Adapun Haji Haris yang dibuang ke Bukittinggi, suraunya berhadap-hadapan dengan surau Inyik Syekh Mohammad Jamil Jambek, disayangi dan disegani oleh penduduk. Ramai sekali sejum'at, murid-murid belajar kepada beliau. Nama beliau kurang diingat orang, hanya panggilannya saja, karena telah terbiasa di Indonesia ini nama Ulama di-"pantangkan" menyebutnya. Di Bukittinggi beliau disebut "Engku Syekh Bantam”. Sampai sekarang, jalan raya di hadapan surau tempat beliau mengajar, masih memakai nama "Jalan Syekh Bantam”.

Pada bulan Agustus 1959 Sdr. Syadeli Hassan, pemimpin Masyumi yang terkenal di daerah Bantam pergi ke Banda Naira menziarahi kuburan neneknya Haji Abdurrahman.

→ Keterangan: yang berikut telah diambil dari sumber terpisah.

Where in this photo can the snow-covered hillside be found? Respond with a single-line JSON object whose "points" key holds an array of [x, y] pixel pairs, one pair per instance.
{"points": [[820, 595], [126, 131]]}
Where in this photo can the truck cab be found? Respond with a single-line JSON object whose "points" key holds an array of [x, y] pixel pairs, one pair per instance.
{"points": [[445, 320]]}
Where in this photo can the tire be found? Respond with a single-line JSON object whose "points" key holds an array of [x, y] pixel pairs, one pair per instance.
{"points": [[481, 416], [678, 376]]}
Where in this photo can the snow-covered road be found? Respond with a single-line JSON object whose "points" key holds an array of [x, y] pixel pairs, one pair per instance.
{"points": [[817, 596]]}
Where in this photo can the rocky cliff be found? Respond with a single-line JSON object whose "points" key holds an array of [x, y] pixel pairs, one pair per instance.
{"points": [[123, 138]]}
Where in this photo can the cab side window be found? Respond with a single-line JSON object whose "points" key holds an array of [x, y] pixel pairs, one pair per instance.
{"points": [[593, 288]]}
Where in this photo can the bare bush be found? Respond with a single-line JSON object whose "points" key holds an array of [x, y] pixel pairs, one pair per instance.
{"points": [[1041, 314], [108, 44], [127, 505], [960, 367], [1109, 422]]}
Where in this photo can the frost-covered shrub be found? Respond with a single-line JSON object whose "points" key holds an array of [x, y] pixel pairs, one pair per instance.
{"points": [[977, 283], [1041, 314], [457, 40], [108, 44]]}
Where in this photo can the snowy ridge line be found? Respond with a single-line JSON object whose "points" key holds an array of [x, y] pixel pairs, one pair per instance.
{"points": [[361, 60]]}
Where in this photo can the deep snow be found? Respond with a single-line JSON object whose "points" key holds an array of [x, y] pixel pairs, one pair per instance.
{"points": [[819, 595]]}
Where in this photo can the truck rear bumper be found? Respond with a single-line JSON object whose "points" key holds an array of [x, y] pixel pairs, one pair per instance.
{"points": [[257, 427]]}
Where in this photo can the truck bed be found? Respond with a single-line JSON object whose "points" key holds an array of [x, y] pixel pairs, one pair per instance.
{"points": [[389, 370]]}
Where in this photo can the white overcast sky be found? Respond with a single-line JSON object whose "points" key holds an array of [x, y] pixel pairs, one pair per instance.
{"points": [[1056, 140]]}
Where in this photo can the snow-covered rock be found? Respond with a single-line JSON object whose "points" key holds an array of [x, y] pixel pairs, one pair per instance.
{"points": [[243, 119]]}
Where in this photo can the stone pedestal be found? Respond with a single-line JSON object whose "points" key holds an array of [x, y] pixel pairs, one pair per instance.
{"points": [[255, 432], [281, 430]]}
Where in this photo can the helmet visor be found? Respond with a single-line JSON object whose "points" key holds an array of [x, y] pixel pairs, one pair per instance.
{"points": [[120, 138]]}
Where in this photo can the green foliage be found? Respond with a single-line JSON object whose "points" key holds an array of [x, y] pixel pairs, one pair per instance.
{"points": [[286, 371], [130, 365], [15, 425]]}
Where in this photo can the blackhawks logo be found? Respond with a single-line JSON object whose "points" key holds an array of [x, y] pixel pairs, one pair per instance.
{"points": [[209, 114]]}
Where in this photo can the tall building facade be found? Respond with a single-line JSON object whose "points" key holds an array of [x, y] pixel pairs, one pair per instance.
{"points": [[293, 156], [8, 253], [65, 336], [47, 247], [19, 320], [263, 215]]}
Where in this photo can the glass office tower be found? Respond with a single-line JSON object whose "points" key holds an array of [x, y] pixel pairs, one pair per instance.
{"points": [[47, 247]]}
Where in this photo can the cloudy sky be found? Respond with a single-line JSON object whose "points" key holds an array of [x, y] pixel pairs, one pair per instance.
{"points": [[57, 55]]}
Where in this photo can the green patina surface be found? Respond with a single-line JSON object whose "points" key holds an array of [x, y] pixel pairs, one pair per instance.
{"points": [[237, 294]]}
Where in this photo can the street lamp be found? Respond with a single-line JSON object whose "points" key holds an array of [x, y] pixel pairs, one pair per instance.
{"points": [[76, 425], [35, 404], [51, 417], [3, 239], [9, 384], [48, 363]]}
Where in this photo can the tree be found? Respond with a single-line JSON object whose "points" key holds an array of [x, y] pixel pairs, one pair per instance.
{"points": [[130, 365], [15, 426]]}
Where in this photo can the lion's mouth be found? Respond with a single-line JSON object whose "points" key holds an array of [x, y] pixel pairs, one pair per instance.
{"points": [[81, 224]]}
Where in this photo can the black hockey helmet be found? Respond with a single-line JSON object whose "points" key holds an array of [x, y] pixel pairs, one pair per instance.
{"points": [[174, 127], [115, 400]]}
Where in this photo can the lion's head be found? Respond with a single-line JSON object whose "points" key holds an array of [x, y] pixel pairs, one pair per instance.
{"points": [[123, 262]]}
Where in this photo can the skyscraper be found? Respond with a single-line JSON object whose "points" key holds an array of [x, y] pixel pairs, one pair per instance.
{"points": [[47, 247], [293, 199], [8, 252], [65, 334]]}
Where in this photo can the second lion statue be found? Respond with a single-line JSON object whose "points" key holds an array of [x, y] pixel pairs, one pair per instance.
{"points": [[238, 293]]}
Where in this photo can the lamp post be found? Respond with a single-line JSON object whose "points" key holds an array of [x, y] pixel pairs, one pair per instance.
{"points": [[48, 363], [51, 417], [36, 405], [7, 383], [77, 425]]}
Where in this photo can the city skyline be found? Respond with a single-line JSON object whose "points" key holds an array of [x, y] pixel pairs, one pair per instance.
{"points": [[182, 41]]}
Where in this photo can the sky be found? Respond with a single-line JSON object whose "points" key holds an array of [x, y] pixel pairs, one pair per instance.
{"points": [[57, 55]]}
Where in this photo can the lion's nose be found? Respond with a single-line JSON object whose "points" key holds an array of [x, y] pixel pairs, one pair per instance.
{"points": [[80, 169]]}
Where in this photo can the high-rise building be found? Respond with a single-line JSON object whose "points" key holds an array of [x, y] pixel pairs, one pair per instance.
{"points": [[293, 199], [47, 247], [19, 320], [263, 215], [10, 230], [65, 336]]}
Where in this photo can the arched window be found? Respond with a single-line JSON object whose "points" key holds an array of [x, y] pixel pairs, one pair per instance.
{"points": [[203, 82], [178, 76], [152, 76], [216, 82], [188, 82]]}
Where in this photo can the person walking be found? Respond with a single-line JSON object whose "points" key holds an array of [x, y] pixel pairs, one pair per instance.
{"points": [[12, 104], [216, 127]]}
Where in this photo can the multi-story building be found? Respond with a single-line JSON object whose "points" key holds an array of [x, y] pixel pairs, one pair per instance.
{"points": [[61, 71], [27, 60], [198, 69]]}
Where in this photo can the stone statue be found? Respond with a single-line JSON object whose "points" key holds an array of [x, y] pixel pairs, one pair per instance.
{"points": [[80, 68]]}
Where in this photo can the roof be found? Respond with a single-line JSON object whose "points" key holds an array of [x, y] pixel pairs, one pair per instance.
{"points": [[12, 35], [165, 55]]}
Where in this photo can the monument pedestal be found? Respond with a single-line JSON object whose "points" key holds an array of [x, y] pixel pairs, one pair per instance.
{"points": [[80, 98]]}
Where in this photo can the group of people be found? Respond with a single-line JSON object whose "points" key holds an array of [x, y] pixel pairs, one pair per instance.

Sebagai juga Syekh-syekh yang lain, nama beliau ini terlukis dalam hati kaum Muslimin di Banda dan kuburannya diziarahi orang.

Dengan kehendak Allah Ta'ala, anak cucu dari para pemimpin itu masih tetap menjadi pelopor revolusi di daerah Bantam; Almarhum Kiyai Haji Sjam'un, pemimpin revolusi 1945 di Bantam, yang sempat belajar ilmu perang di zaman Jepang, sehingga diangkat jadi Daidanco, adalah cucu dari Haji Wasit ! Dan didapati juga keturunan mereka yang di Flares, Ambon dan Buton !

Dan pada tahun 1888 itu pula, tahun pemberontakan Cilegon, wafatlah di Mekkah guru dari sekalian guru-guru itu. (Syekh Masysikhina), Tuan Syekh Nawawi Al Bantani Al Jawiy. Boleh dikatakan bahwa dari beliaulah sebagian besar diterima ajaran keteguhan Iman itu. Dan nama Syekh Nawawi Bantam, bukan saja masyhur di Indonesia, bahkan di seluruh tanah Arab, terutama dalam kalangan yang bermazhab Syafi'i, oleh sebab karangan-karangan beliau dalam bahasa Arab tersiar di mana-mana dan diketahui dalam kalangan Ulama Al Azhar.

Dan nama Syekh Nawawi inilah satu-satunya nama Ulama Indonesia yang tertulis di dalam "Dairatu Ma'rif', tambahan dari Kamus bahasa Arab yang masyhur, yaitu "Al-Munjid”. (Cetakan 1955).

(Cuma sayang sekali penyusun Ensiklopedi Al-Munjid itu tidak tahu rupanya, di mana letak negeri Bantam, sehingga ditulisnya di India).